The storage system supports any S3-compatible backend, including self-hosted solutions like MinIO for development and cloud services like AWS S3 for production. This flexibility allows deployments to choose storage solutions that match their requirements for cost, performance, geographic distribution, and data residency.

Beyond static storage, Drive integrates with the knowledge base system. Documents uploaded to .gbkb folders trigger indexing pipelines that extract text, generate embeddings, and make content searchable. Changes to stored files can trigger reprocessing, keeping knowledge bases current as source documents evolve.

Valkey: High-Speed Caching

The cache layer accelerates access to frequently used data by keeping it in memory. Session tokens validate quickly against cached values. Recently accessed conversation state retrieves without database queries. Rate limiting counters update with minimal latency.

Cached data follows patterns that maximize effectiveness. Session data uses keys combining the session identifier with the data type, enabling targeted retrieval. Rate limiting keys incorporate user identifiers and endpoint paths to track request rates per user per endpoint. Temporary data keys clearly indicate their transient nature.

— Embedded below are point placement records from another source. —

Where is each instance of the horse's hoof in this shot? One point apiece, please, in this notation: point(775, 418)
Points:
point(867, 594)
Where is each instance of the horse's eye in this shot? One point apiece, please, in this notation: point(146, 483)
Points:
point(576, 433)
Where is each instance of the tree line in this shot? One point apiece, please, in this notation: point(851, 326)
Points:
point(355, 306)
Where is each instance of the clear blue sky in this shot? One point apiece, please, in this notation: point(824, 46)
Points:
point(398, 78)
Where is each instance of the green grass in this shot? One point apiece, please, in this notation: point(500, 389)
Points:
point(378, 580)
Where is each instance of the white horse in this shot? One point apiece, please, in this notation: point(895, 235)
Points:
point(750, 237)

Cache entries include time-to-live values that automatically expire stale data. Session caches might persist for 24 hours of inactivity. Rate limiting counters reset after their tracking windows. Temporary computation results expire after configurable periods.

The cache operates as a performance optimization rather than a primary data store. If cached data is lost, the system regenerates it from authoritative sources in PostgreSQL or Drive. This approach simplifies operations since cache failures cause performance degradation rather than data loss.

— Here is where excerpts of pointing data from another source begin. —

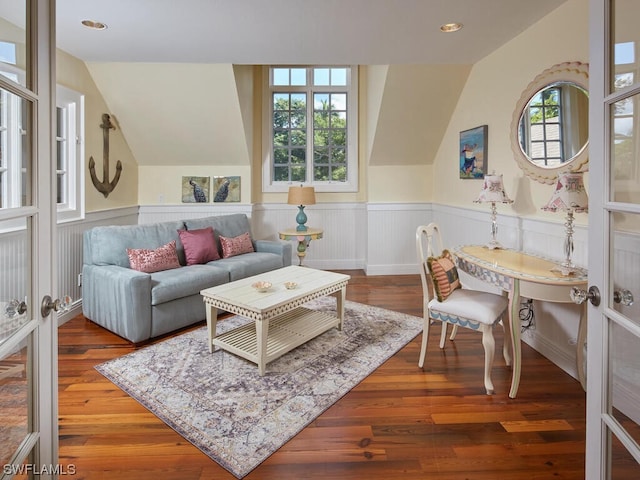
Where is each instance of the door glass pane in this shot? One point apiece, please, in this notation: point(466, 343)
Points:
point(623, 465)
point(13, 50)
point(14, 277)
point(14, 402)
point(625, 265)
point(625, 150)
point(624, 338)
point(625, 379)
point(15, 150)
point(626, 38)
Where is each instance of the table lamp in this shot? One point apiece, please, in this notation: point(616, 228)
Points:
point(493, 192)
point(301, 196)
point(570, 196)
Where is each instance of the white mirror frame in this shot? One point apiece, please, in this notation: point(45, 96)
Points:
point(571, 72)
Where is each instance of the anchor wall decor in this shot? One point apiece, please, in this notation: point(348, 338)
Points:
point(105, 186)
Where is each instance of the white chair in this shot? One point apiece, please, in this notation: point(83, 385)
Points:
point(472, 309)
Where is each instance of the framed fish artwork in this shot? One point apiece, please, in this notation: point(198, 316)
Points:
point(226, 189)
point(195, 189)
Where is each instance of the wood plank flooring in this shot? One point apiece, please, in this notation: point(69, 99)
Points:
point(399, 423)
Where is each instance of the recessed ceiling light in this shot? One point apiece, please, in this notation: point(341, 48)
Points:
point(450, 27)
point(94, 25)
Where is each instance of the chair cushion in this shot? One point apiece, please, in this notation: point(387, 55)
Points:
point(473, 305)
point(444, 275)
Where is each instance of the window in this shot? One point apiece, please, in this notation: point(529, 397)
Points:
point(69, 154)
point(311, 128)
point(70, 157)
point(545, 115)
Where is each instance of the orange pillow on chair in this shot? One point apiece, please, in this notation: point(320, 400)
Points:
point(444, 275)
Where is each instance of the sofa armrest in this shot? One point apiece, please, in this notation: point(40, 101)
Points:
point(119, 299)
point(284, 249)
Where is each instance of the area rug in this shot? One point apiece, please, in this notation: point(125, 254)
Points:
point(220, 403)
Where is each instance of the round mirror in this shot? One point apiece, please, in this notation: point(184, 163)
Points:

Qdrant provides the specialized storage that makes semantic search possible. Each document chunk from knowledge bases generates a high-dimensional vector embedding that captures its semantic content. These vectors live in Qdrant collections organized by bot, enabling fast similarity searches.

The vector storage structure includes collections for different content types. Document embeddings enable knowledge base search. Conversation embeddings support finding similar past interactions. Cached query results accelerate repeated searches.

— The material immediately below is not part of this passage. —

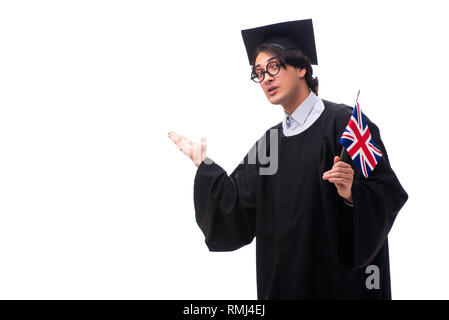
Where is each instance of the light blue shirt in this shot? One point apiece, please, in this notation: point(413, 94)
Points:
point(304, 115)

Vector operations differ from traditional database operations. Insertion adds new embeddings along with their associated metadata. Search finds vectors most similar to a query vector, returning the closest matches based on distance metrics. Updates modify the metadata associated with existing vectors. Deletion removes outdated content when source documents change.

Qdrant’s specialized architecture handles the mathematical operations behind similarity search efficiently. Unlike general-purpose databases that would struggle with high-dimensional vector comparisons, Qdrant implements optimized algorithms that scale to millions of vectors while maintaining sub-second query response times.

Local Storage: Working Directories

The local filesystem serves operational needs that don’t require distributed storage. Working directories hold files during processing, such as documents being indexed or uploads being validated. Log files capture operational events for debugging and monitoring. Local caches store computed values that benefit from filesystem-level caching.

Directory structure follows conventions that keep different content types organized. The work directory contains per-bot working files during processing. Logs accumulate in dedicated directories with rotation policies that prevent unbounded growth. Upload directories receive incoming files temporarily before they move to permanent storage.

Automatic cleanup processes remove files that no longer serve purposes. Old temporary files delete after their processing completes. Log rotation archives and eventually removes old log files. Cache invalidation clears stale computed values when source data changes.

Data Persistence and Backup

Reliable data storage requires comprehensive backup strategies that protect against various failure modes. BotServer’s multi-layer architecture requires coordinating backups across storage systems.

PostgreSQL backups capture the authoritative state of all structured data. Daily dumps create recovery points. Point-in-time recovery capabilities protect against accidental data modifications. Backup verification ensures that recovery would actually work when needed.

Drive storage benefits from built-in replication and versioning capabilities. S3-compatible storage systems maintain multiple copies across availability zones. Object versioning preserves previous states even after modifications. Cross-region replication protects against regional failures for critical deployments.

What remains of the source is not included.